A chest CT on January 3rd showed progression of the previously seen metastatic pleural nodules with evidence of lymphangitic spread, multiple new metastatic liver lesions and ill-defined multiple thoracic vertebral lytic lesions, not present on imaging 2 weeks prior. In view of his rapidly progressing disease, goals of care were agreed to be supportive only, and he passed away 2 weeks later.

Discussion

Our patient represents the first case to show worsening baseline hyper-eosinophilia before and after ICI therapy initiation, in parallel to a rapidly progressive NSCLC, not responding to systemic steroid therapy, and leading to premature death.

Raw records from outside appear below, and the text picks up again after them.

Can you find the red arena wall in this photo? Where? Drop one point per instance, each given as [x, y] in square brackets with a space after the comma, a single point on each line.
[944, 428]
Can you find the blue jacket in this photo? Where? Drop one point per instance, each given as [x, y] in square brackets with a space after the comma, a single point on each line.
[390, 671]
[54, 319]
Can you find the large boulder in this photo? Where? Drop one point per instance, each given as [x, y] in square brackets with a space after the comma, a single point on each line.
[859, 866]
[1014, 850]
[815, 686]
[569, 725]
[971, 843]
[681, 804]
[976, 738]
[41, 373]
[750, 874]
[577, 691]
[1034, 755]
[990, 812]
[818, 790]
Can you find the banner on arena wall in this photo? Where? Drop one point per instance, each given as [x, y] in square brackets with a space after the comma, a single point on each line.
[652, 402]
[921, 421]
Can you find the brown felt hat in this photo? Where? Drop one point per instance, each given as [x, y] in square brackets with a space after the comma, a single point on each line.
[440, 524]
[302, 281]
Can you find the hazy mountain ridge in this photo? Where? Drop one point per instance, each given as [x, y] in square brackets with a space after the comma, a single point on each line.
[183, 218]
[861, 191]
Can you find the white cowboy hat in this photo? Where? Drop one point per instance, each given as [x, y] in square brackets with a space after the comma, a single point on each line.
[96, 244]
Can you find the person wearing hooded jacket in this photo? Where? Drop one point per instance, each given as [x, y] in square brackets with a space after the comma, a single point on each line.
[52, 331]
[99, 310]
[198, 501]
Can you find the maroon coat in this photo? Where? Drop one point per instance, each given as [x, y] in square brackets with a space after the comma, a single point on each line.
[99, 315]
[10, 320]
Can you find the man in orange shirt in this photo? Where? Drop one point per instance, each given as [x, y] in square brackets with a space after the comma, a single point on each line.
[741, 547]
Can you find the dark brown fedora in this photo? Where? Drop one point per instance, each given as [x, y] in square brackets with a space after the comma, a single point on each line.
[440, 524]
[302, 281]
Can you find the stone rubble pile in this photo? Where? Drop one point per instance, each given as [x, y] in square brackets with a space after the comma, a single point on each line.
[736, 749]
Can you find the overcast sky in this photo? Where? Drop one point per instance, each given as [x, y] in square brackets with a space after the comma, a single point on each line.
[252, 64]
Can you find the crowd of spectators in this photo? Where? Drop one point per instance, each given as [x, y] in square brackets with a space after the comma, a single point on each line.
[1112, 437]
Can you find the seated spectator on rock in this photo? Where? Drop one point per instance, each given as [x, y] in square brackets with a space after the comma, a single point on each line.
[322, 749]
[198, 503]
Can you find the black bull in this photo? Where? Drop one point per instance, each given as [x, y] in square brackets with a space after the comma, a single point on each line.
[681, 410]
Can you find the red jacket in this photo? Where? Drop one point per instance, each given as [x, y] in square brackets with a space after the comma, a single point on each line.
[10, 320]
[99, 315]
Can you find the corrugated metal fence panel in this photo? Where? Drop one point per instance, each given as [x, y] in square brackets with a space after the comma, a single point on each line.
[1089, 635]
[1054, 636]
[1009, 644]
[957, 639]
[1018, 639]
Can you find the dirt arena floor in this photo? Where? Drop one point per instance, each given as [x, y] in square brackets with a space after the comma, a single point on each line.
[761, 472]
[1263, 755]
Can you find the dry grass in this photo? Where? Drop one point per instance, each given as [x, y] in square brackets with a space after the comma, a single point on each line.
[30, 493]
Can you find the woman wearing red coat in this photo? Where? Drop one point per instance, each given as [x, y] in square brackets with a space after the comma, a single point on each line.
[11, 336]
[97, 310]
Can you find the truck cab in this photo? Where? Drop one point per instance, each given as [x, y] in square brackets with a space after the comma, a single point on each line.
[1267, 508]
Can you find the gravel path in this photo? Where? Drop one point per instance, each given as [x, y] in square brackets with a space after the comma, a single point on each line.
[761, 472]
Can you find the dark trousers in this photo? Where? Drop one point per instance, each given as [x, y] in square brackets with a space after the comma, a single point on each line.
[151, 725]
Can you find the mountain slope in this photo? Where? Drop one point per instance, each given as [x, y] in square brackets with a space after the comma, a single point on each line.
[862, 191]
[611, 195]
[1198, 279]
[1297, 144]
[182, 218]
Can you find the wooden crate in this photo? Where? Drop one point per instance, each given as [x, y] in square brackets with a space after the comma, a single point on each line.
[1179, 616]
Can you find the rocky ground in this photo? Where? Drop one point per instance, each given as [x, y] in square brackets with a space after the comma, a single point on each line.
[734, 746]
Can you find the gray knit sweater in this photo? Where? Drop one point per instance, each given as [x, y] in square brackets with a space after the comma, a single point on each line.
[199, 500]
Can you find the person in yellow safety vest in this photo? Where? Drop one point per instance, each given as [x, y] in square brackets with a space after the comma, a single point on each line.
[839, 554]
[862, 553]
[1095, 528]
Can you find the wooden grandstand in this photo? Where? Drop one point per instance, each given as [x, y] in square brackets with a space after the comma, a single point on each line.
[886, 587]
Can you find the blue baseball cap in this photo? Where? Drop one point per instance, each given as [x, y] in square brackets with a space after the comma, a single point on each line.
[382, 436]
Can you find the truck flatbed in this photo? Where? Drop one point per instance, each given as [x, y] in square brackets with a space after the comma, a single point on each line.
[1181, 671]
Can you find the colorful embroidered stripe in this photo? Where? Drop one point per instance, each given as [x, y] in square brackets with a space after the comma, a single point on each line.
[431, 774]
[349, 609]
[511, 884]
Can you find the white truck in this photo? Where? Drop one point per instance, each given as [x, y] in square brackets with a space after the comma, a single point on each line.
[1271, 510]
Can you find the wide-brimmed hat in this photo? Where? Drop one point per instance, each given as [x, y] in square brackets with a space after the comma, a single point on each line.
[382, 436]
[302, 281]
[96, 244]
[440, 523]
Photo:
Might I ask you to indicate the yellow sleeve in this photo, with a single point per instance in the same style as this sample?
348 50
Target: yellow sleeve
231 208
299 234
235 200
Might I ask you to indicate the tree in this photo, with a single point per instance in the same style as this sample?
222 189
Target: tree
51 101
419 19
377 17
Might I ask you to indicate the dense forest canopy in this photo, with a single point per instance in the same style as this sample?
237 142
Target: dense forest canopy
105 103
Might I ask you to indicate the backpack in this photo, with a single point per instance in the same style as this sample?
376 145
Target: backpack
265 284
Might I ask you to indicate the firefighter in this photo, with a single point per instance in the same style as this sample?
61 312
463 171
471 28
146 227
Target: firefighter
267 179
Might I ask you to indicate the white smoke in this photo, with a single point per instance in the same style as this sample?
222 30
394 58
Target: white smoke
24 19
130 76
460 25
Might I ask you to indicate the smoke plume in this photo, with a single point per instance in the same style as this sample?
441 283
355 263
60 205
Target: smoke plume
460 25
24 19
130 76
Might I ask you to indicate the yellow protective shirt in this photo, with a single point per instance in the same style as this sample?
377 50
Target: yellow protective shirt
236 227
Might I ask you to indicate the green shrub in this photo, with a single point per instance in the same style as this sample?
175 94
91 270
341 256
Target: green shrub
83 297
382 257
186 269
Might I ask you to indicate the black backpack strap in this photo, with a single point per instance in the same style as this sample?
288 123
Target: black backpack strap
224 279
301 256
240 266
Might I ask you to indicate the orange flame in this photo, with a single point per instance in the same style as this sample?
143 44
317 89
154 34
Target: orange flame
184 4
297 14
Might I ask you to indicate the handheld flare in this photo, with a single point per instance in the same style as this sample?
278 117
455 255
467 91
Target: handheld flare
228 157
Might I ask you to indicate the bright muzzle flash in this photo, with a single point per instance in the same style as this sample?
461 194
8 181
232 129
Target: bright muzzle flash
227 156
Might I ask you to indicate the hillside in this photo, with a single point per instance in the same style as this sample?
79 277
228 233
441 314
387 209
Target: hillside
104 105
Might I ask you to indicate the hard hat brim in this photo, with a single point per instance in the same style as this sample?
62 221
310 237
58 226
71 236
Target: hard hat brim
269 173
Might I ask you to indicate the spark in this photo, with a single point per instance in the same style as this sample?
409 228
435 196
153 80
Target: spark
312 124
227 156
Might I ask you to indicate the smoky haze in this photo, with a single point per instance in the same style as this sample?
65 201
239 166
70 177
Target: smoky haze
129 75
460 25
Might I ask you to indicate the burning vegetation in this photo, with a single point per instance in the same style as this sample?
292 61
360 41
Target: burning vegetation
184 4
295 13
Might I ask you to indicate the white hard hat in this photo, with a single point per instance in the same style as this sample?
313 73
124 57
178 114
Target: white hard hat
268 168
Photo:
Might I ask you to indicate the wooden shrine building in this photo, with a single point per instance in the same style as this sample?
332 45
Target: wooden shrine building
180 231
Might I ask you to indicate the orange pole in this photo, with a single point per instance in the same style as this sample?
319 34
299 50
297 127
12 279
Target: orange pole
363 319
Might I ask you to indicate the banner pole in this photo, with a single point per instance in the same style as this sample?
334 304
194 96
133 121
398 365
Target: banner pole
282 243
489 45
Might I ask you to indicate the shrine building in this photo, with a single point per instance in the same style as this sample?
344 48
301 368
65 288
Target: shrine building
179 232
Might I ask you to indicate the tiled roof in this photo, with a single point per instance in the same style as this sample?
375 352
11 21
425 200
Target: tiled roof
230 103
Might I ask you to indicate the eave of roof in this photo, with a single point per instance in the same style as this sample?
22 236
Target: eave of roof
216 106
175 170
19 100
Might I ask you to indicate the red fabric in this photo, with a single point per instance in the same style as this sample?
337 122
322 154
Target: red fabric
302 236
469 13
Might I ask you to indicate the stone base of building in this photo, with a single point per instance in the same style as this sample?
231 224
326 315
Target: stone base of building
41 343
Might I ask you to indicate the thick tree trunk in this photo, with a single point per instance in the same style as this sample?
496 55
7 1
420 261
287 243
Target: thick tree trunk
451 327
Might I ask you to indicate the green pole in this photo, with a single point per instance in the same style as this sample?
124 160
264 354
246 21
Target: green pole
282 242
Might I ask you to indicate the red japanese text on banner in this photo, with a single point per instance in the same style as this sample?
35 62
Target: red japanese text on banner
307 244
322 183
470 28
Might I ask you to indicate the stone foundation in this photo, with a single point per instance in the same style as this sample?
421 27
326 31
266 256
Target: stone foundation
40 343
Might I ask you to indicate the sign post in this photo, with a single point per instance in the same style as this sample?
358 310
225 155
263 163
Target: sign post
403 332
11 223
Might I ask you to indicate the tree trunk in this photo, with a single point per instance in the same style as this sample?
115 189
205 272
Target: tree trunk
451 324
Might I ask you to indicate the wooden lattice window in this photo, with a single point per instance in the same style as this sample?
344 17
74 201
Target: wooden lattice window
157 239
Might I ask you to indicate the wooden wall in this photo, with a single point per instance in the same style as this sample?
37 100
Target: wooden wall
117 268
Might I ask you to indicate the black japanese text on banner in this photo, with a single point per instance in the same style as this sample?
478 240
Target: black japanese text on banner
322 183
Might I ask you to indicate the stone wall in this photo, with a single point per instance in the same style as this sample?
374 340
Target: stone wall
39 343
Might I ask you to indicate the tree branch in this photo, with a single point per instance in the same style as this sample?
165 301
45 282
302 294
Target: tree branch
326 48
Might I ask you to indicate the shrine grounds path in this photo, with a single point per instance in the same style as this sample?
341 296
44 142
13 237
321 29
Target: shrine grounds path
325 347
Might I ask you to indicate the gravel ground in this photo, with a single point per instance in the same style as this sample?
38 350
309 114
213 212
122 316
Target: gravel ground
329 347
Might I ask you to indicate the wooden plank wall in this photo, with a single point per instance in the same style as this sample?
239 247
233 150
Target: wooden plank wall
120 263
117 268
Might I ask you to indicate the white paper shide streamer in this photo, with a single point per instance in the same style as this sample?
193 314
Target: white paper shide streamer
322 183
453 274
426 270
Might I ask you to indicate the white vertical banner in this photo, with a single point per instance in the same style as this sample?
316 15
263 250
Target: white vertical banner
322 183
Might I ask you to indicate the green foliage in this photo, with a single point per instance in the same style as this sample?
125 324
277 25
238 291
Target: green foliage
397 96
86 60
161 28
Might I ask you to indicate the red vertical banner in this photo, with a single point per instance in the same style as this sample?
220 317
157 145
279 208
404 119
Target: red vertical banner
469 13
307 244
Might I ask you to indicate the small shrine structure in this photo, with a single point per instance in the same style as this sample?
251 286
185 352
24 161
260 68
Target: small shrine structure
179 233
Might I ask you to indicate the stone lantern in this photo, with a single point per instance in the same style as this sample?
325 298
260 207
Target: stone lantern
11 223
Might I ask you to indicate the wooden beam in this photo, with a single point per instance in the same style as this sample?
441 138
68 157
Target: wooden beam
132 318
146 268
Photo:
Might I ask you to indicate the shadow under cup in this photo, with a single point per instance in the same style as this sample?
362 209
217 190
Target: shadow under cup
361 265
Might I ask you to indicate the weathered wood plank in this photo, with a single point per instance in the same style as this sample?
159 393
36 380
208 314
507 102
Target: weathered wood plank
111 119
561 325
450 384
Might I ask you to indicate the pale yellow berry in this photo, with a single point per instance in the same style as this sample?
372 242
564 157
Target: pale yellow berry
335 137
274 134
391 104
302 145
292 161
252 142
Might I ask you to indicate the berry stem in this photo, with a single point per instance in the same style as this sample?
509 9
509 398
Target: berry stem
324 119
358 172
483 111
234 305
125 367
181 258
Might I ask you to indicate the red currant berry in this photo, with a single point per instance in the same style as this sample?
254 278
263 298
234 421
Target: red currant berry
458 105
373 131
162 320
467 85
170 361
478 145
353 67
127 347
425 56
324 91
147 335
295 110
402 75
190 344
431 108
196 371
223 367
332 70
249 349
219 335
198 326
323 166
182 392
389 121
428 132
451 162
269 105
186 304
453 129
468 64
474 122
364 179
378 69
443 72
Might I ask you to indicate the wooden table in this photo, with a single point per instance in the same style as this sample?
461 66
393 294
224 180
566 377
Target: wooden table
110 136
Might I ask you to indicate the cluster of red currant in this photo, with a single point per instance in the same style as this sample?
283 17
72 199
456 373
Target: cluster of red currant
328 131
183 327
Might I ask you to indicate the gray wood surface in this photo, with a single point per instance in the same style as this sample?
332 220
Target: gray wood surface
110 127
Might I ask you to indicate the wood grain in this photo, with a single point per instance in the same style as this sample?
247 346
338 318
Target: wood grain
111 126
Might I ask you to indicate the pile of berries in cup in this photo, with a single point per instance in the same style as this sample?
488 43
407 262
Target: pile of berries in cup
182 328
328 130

In fact, an atypical response to ICI therapy has been reported in up to 10% of cases, leading to a rapid tumor growth rate that is out of proportion compared to the one before therapy initiation. This response to immunotherapy has been termed as hyper-progressive disease (HPD). ⁷

Additionally, contradictory theories regarding the exact role of eosinophils have been reported. Some have shown that eosinophils have the ability to invade tumor microenvironments, contributing to a better prognosis in certain types of cancers, ¹ others suggest that eosinophilia is associated with tumor dissemination to bone marrow or from local stimulation of the local tissue by the tumor itself through circulating factors secreted by the tumor itself such as Interleukin-5, Granulocyte Colony Stimulating Factor (G-CSF), and Granulocyte/Macrophage Colony Stimulating Factor (GM-CSF). ⁸

Other routinely available laboratory tests (ie, baseline serum lactate dehydrogenase and relative lymphocyte count) were also studied and successfully implemented in a predictive model of favorable prognosis in melanoma patients treated with pembrolizumab. ⁹

All these heterogenous and sometimes contradictory results raise the question about the possible presence of a certain threshold or peak of eosinophil counts before, during, and/or after ICI therapy that must be taken into consideration, and above which, a deleterious effect on host cells or response to immunotherapy is exerted. ¹⁰ Another hypothesis is the possible co-dependence of eosinophils on other factors, not commonly taken into consideration, like in the example of CD8-T cells, to produce an adequate anti-tumor response, as was demonstrated previously in a mouse model. ¹¹ Predictors and biological markers of this fearful disease acceleration remain unknown and desperately needed to prevent both ICI toxicity and/or premature discontinuation of treatment. ⁷

Conclusion

Our patient’s rapidly progressing course and the appearance of new metastatic lesions in distant organs within days is suggestive of HPD, but it remains unclear if pre-treatment hyper-eosinophilia represents a predictive factor of an unfavorable response to ICI treatment in cases of NSCLC as in this case. Additional similar cases are needed to draw a more conclusive relationship.